Numerous gurus and therapists have attempted to solve the illusive challenge of contentment. Preston Ni, M.S.B.A., writing for Psychology Today, is among the latest to take on the subject by exposing the typical habits of unhappy people.
Ni starts by discussing negative assumptions about situations and people, neither of which are inherently good or bad.
“This choice [of viewpoint] can instantly make you stronger or weaker, happier or gloomier, empowered or victimized,” Ni believes. For example, a long driving commute, while potentially inconvenient, can be a good excuse to listen to new music or an audiobook.
A person practicing negative self-talk on a regular basis hinders the pursuit of happiness, “diminishing our performance, lowering our potential, and ultimately sabotaging our success.” This practice also prevents individuals from taking responsibility for their experiences and actions. While a bad home life, economic challenges, health problems and other life roadblocks can create detours, it doesn’t necessarily mean there isn’t a way to move forward, Ni says. He also advises people to not use circumstances as an excuse for consistently embracing unhappiness. Bitterness, resentment and powerlessness hurts the thinker as much as those around him or her.
Positive thinking has a basis in a more happy and productive life, not to mention better physical health. Numerous studies, such as one from the Institute of Behavioral Sciences in Siena, Italy, confirm the benefits as including “adaptive behaviors, cognitive responses, greater flexibility and efficient elaboration of negative information.”
Jonathon Alpert, a licensed psychotherapist and author of “Be Fearless: Change Your Life in 28 Days,” provides an additional perspective to the issue of obtaining happy habits.

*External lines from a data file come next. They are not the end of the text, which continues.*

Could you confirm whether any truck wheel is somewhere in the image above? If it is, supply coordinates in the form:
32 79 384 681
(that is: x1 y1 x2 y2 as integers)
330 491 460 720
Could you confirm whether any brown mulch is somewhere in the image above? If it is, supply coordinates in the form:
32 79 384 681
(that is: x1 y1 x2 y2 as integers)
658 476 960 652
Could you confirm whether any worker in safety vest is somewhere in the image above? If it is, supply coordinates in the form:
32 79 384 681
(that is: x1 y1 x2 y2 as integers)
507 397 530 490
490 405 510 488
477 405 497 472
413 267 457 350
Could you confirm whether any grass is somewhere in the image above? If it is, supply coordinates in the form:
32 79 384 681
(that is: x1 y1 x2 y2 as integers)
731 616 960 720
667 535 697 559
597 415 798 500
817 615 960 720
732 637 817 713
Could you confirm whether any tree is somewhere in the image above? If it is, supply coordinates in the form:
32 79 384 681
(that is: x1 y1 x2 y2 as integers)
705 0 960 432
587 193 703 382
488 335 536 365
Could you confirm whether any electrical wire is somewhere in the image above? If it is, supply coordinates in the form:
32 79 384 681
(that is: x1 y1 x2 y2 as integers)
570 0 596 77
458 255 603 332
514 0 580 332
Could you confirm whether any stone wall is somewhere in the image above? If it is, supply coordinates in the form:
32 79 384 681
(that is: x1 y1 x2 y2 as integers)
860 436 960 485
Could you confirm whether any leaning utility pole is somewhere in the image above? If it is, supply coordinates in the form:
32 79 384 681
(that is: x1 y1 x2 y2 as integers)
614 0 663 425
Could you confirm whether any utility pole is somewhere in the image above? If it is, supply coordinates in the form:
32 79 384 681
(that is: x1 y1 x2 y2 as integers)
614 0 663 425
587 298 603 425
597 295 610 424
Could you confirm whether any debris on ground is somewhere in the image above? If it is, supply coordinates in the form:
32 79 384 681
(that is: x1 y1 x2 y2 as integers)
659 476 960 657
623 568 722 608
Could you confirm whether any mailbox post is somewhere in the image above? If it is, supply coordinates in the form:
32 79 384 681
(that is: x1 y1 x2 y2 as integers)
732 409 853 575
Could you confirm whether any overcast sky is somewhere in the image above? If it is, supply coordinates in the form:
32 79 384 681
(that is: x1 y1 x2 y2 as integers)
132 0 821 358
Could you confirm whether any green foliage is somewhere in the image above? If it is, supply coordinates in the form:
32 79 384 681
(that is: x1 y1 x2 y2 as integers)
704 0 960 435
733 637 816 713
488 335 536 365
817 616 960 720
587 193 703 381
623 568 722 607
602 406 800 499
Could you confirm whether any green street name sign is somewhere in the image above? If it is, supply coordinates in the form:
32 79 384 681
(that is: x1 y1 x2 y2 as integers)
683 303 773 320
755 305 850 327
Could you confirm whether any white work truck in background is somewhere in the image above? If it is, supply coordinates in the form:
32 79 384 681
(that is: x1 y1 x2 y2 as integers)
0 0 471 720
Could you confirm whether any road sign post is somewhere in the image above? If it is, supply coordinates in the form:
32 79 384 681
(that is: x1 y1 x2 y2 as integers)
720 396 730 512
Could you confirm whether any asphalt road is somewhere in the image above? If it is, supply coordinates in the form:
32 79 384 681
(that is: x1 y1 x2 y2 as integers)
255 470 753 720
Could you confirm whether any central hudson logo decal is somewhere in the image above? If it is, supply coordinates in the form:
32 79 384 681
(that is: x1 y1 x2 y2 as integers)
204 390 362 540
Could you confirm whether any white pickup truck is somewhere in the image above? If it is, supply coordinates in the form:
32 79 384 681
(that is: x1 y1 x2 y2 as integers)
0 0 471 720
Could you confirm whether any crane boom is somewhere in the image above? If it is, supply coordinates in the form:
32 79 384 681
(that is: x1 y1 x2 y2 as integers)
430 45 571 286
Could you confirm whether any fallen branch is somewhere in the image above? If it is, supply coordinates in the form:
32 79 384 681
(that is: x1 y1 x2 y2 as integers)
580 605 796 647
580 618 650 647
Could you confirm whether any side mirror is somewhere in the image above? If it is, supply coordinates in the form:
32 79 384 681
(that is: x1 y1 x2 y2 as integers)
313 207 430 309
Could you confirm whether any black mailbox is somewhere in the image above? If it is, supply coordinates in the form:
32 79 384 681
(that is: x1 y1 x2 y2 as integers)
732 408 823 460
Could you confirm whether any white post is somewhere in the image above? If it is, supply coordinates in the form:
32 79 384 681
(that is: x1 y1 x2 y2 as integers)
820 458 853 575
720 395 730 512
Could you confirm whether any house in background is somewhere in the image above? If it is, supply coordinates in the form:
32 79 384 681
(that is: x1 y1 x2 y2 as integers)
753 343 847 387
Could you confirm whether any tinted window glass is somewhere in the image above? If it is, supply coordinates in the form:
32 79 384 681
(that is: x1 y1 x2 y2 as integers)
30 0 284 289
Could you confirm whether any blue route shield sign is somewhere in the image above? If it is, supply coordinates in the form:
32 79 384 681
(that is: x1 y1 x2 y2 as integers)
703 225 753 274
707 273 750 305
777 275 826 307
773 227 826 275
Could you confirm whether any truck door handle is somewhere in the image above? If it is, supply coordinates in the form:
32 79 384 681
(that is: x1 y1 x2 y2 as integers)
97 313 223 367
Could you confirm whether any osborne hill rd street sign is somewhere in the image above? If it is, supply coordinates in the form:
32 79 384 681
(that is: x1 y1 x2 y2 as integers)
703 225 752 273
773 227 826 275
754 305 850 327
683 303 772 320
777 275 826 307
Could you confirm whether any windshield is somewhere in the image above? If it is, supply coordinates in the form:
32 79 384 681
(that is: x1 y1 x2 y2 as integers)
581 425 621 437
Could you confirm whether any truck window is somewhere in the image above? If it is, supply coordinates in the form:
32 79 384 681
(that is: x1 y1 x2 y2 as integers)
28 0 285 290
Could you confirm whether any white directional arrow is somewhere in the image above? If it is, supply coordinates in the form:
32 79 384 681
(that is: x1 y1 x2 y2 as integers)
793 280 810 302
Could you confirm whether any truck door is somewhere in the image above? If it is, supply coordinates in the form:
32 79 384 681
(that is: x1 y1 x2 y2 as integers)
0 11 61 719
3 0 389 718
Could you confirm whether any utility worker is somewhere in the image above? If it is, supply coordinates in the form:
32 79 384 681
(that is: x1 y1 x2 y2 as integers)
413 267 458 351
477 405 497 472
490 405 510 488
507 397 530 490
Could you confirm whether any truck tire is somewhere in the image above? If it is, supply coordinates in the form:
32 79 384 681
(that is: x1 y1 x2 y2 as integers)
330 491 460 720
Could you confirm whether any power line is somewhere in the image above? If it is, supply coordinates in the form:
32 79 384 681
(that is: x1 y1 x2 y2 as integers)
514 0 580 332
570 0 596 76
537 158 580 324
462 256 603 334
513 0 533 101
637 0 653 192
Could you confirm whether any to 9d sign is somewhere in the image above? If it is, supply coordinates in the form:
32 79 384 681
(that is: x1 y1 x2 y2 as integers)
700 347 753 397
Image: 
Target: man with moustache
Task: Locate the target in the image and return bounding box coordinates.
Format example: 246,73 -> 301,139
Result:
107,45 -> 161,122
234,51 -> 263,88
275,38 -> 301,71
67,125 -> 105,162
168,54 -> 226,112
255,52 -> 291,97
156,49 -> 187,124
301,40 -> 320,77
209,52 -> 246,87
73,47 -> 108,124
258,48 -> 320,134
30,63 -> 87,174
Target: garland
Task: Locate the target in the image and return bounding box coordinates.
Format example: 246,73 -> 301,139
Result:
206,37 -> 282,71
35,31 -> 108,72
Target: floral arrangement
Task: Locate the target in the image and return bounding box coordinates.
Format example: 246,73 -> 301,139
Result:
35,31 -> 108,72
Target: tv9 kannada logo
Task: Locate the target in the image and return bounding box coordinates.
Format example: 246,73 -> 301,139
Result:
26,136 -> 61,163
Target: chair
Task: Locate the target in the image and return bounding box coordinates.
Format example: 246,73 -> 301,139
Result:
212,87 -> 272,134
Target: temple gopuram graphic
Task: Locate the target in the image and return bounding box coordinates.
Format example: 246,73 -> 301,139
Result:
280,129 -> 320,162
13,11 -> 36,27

Support positive and warm people and expect the same from them, Alpert suggests. This behavior will create a self-sustaining cycle that facilitates happiness. Include an attitude of giving can also support this system in the form of compliments or small gifts when appropriate.
Alpert advises individuals to focus on what is in their control rather than what is not. While the advice is well-worn and easier said than done, Alpert warns doing otherwise can lead to constant anxiety overwhelming the concrete, positive elements in life. Holding on to grudges also hurts the present and dealing with them should be a priority.